For more details contact me or email It should be a great conference!

Wednesday, February 3, 2010

Mediation panel

I am pleased to have accepted an invitation to join the panel of mediators at Consensus Mediation.

Friday, November 21, 2008

Agreement for a lease

The Privy Council has published a new decision on the creation of an agreement for a lease: FBO 2000 (Antigua) Ltd v Vere Cornwall Bird Jr [2008] All ER (D) 175. I haven't seen the opinions yet, but the Lexis summary suggests it offers nothing terribly new: it was held that the Antigua government had reached a sufficiently firm agreement for a lease where the essential terms of the transaction, i.e. the parties, the land, the term, and the rent had all been agreed.

I will be quite interested to see what they have to say about the degree of significance to be attached to the fact that the claimant had had entered into occupation and undertaken building works.

Wednesday, November 19, 2008

Land Registry adjudication decisions

There is a useful free site (part of the Tribunals Service website) which reports decisions of Land Registry adjudicators. It only reports them if

(1) they contain a statement of law or practice that is of general interest, and may be of assistance to other parties using the website or
(2) they decide points of law which have not, so far as the Adjudicator has been able to ascertain, been the subject of any other decision or
(3) they are in some other way of general importance.

It offers unrivalled access to current thinking in this important jurisdiction, but it is rather hidden away, so here is the address: I hope you find it interesting.

Landlord seeking to sue company in administration

Sunberry Properties Ltd v Innovate Logistics [2008] EWCA Civ 1261, CA (reported on LEXIS today) is a useful reminder of how not to approach an application for permission to bring proceedings regarding the breach of a lease where the prospective defendant is in administration.

The point of the administration was to do better for the company's creditors as a whole than if the company were wound up right away. It was up to the claimant to show that it was inequitable not to be able to sue. The court had to balance the legitimate interests of the landlord and those of the other creditors. Here, it had to compare the landlord’s loss if it could not sue, with the other creditors’ losses if it could. But it was very important not to interfere more than strictly necessary with the landlord’s proprietary interests. Even so, if the other creditors would suffer substantially greater loss, or loss out of all proportion to the benefit, that might outweigh the landlord’s loss.

Here the judge had gone wrong in several ways.

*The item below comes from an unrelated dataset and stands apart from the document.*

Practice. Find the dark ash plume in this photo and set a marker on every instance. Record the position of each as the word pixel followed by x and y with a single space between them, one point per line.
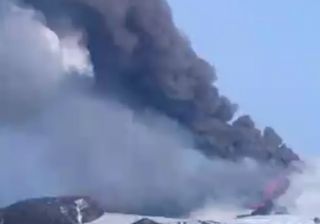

  • He had criticised the administrators on a misunderstanding.
  • He had wrongly thought the purpose of the administration would not be impeded by proceedings, on the footing that it had already been achieved on the sale of the business; but one of the main purposes of administration was still to collect the book debts.
  • He had not done the balancing exercise properly: the administration needed the company to occupy the property.

Tuesday, November 18, 2008

Procedural irregularity in adjudication

In Spragg v Whittle His Honour Judge Raynor QC sitting as High Court Judge of the Chancery division, heard an appeal from the decision of a Land Registry adjudicator on 17th November 2008 argued on both sides by litigants in person.

The adjudicator had let one of the parties raise and give evidence on a claim for adverse possession for the first time at the hearing itself.

The Judge held this to be a procedural irregularity, since the other party had not had full notice of the case being raised, or an opportunity to consider putting his own evidence in on the point (although they had been able to cross-examine on it) before the adjudicator made his decision.

A new adjudication was ordered to be undertaken.